Dilawar Hussain’s connection to the victims emerged from his previous tenure as a lodger in their residence. According to the suspect, the sisters owed him a substantial sum, characterized as a high-interest loan, which they allegedly failed to repay. Hussain had a history of violence, having previously attacked Amelia on two occasions, with the second incident occurring in February 2023, resulting in a two-year jail sentence and a restraining order. However, he was released after serving seven months in September of the same year.

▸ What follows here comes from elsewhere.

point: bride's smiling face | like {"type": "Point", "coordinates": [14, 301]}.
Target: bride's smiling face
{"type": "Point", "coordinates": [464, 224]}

Authorities were alerted to the case when neighbors reported not having seen or heard from the siblings for several weeks. Enrique Velilla, a local acquaintance of the victims, disclosed that the financial toll of the online scam led the sisters to sell their Madrid property. Despite warnings from their bank and concerned friends about the potential scam, the sisters persisted in their belief, highlighting the tragic consequences of an online deception that claimed more than just financial losses.
In a poignant reflection on the victims, Velilla emphasized that Amelia, a teacher, and Ángeles, an educated individual, were not naive but rather ordinary people ensnared by the perils of fraudulent romance. The investigation continues, shedding light on the dark underbelly of online scams and the devastating impact they can have on unsuspecting individuals.